Centro Astalli Trento

L’Associazione Centro Astalli Trento Onlus nasce nel 2005 all’interno di Casetta Bianca dentro al complesso di Villa Sant’Ignazio.

Nel corso del 2018 sono stati garantiti, in continuità con l’anno precedente, progetti di accoglienza e servizi di supporto legale, sociale, psicologico e di integrazione, per richiedenti asilo e rifugiati.

 

CONTATTACI

Trento – Centro Astalli
Via delle Laste 22
38121 Trento
Tel. 0461.1723408 – 0461.1725761

Sito web: www.centroastallitrento.it
indirizzi mail: segreteria@centroastallitrento.it

Presidente: Stefano Graiff
Vice Presidente: Mirella Maturo
Consiglio direttivo: Carlo Balestra, Lamin O. Darboe, Camilla Pontalti, P. Alberto Remondini sj, Giorgio Romagnoni
Coordinatore generale: Stefano Canestrini
Operatori: 55
Volontari: 68

Statistiche 2018

Il Centro Astalli Trento gestisce l’accoglienza diffusa di 145 migranti forzati in convenzione di Accoglienza Straordinaria con la Prefettura (CAS): 39 in Alta Valsugana e 106 nel territorio di Piana Rotaliana. Inoltre, in partenariato con alcuni ordini religiosi sono stati accolti, nell’ambito della medesima convenzione, 33 richiedenti asilo e rifugiati.

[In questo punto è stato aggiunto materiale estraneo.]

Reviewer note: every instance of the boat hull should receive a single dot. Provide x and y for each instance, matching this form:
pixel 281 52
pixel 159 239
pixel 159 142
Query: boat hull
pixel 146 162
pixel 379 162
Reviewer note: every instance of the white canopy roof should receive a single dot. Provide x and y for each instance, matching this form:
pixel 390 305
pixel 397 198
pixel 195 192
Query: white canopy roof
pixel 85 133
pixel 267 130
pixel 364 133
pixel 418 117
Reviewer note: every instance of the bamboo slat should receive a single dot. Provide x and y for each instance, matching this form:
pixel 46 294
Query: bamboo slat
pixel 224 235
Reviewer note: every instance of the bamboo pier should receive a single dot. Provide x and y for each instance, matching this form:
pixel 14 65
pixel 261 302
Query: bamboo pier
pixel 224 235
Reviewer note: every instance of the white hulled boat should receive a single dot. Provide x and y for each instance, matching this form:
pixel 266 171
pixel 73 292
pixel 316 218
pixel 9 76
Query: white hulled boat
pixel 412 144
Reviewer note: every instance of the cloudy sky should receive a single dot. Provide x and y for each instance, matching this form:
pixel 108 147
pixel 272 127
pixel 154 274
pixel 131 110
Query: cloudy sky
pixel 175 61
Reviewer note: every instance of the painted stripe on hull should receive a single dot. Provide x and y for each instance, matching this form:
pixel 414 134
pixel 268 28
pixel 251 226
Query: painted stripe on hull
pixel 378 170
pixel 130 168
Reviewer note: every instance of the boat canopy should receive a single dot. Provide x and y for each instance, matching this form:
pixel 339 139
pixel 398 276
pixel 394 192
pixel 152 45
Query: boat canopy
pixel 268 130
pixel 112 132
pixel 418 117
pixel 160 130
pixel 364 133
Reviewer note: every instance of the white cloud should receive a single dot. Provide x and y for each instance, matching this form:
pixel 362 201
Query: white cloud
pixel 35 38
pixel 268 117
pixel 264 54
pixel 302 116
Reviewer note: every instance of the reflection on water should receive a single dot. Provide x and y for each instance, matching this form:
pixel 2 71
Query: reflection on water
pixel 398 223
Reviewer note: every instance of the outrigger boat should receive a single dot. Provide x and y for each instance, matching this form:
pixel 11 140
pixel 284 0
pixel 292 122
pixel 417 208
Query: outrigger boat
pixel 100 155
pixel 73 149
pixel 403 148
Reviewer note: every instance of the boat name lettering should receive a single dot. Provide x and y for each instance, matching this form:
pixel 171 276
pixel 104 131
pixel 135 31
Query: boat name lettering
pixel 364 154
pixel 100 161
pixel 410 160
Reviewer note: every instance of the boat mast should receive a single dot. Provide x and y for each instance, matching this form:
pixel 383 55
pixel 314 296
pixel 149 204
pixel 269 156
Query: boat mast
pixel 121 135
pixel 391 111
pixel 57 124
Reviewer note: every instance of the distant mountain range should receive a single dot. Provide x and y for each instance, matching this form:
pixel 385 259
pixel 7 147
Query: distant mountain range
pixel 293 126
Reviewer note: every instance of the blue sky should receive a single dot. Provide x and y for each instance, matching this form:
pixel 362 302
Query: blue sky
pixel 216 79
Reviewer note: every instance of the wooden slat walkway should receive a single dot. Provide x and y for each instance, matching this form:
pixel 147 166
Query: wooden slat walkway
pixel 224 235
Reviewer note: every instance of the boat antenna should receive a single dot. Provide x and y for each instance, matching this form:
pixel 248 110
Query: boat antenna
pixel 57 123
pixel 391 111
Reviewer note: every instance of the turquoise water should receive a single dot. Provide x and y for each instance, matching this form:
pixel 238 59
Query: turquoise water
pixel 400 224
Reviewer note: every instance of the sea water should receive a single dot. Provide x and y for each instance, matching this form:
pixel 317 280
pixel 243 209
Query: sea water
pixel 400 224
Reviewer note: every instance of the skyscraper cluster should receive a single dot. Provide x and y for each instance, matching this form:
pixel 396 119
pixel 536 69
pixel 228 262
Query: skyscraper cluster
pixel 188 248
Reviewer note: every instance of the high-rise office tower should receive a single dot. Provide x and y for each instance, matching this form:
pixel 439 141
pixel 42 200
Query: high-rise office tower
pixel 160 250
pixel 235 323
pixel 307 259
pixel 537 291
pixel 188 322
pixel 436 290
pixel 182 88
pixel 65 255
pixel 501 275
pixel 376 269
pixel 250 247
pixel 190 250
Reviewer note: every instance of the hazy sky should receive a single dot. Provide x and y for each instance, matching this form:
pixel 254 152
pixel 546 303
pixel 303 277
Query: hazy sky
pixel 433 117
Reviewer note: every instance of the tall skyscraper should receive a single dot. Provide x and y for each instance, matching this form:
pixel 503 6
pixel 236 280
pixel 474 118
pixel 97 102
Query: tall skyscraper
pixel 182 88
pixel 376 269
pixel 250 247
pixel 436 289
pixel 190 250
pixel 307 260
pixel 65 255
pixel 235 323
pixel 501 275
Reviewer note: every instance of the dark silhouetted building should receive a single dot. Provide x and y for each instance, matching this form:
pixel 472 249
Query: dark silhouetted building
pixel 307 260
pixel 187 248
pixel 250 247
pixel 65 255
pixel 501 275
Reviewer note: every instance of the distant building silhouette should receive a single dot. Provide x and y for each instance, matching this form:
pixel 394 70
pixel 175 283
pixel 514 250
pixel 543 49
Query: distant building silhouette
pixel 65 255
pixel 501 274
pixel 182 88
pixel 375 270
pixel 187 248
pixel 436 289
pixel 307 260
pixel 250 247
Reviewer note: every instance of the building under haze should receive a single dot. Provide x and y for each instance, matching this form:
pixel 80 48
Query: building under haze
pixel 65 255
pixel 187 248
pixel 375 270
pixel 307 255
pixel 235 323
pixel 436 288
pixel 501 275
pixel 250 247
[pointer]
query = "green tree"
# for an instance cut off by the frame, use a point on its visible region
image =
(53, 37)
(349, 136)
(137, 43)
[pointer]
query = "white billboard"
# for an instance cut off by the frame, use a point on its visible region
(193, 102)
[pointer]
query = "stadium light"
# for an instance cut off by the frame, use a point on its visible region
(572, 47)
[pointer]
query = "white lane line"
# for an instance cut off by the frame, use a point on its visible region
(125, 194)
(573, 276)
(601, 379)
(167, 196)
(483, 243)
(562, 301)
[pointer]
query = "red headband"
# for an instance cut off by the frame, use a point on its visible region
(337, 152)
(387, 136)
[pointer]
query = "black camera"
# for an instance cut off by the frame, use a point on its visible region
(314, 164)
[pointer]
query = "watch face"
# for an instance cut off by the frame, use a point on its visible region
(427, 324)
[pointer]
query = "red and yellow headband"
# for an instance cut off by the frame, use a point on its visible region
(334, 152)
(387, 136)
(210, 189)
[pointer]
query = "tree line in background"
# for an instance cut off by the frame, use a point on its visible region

Da gennaio 2018 i padri cappuccini hanno aperto la loro Casa S. Francesco a un esperimento di cohousing tra giovani studenti stranieri e richiedenti asilo. 6 studenti universitari italiani fuori sede hanno invece iniziato la Combouniversitaria: un’esperienza di convivenza presso i padri comboniani con i richiedenti asilo già ospiti nella struttura. Grazie al progetto SPRAR della Provincia Autonoma di Trento, in collaborazione con l’Associazione Trentina Accoglienza Stranieri (ATAS) e con Cinformi, nell’ultimo anno sono state accolte 115 persone per lo più provenienti da Pakistan, Afghanistan e Nigeria.

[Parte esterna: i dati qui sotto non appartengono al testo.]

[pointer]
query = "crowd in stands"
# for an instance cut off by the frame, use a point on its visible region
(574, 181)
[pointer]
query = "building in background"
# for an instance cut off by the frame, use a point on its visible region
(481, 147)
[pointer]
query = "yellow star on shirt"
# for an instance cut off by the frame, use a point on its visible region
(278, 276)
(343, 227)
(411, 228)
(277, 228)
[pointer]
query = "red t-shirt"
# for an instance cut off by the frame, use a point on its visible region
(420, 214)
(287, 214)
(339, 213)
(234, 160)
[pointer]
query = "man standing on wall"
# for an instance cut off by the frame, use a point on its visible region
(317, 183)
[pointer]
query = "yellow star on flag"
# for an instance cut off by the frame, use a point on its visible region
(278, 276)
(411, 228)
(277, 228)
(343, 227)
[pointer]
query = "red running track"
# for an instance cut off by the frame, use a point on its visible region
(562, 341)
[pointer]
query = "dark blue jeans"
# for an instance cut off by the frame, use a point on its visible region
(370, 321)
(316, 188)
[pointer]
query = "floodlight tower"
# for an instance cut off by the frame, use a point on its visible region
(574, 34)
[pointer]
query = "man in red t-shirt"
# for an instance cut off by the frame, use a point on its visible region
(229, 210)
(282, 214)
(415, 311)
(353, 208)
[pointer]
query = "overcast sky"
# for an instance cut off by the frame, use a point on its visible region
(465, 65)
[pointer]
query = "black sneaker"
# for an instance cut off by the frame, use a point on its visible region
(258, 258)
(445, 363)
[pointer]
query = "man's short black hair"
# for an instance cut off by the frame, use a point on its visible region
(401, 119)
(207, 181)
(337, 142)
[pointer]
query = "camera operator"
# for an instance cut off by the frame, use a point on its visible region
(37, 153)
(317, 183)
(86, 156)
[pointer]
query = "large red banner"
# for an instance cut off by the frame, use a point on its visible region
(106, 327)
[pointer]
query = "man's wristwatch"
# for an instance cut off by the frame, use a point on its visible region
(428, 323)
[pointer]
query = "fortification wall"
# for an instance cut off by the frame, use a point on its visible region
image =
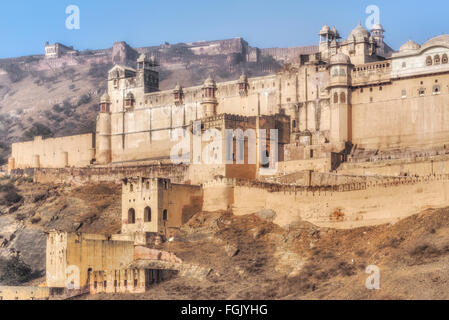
(420, 166)
(72, 151)
(24, 293)
(344, 206)
(176, 173)
(399, 115)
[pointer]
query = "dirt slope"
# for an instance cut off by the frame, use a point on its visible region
(254, 259)
(250, 258)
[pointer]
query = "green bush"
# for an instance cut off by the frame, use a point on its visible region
(14, 271)
(10, 195)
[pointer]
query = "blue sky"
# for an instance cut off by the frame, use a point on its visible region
(25, 25)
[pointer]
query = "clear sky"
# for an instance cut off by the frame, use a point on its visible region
(25, 25)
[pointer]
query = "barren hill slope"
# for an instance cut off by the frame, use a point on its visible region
(61, 101)
(249, 257)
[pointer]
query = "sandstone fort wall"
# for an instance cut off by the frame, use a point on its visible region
(72, 151)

Un’importante novità ha inoltre caratterizzato il 2018: da gennaio il Centro Astalli Trento ha accolto 13 siriani arrivati in Italia attraverso un corridoio umanitario realizzato con la Comunità di Sant’Egidio. L’équipe, composta da psicologi e assistenti sociali, che segue questo progetto ha potuto contare sul supporto della Provincia di Trento, delle scuole, dell’Azienda Sanitaria e della parrocchia vicino alla casa dove è stata accolta una famiglia siriana in arrivo dal Libano. In un’ottica di rete, in sinergia con il Comune di Trento, sono stati portati avanti anche diversi progetti di cosiddetta “terza accoglienza”, per 43 migranti.

Nel corso dell’anno è stato garantito l’accompagnamento legale di 1.003 persone, per lo più richiedenti asilo in attesa della convocazione in Commissione. Importante ai fini dell’integrazione e dell’inclusione sociale il lavoro svolto a favore di 235 migranti che ha previsto percorsi personalizzati di formazione e orientamento al lavoro. Sono stati realizzati nel corso dell’anno vari laboratori di accompagnamento all’autonomia.

Nel corso dell’anno il Centro Astalli Trento ha offerto, in convenzione con la Provincia Autonoma di Trento, assistenza sociale, psicologica e legale a 37 minori stranieri non accompagnati accolti in strutture accreditate nel territorio. Gli assistenti sociali, in particolare, garantiscono la presa in carico dei ragazzi fin dall’ingresso in accoglienza.

Nell’ambito delle iniziative di sensibilizzazione 1.440 studenti di 21 scuole medie e superiori hanno preso parte al progetto Finestre – Storie di rifugiati. 375 bambini delle classi quarte e quinte elementari sono stati invece coinvolti nel progetto VaLì – Valigie Migranti, un progetto didattico dedicato ai più piccoli sul tema delle migrazioni forzate attraverso la narrazione di storie di vita.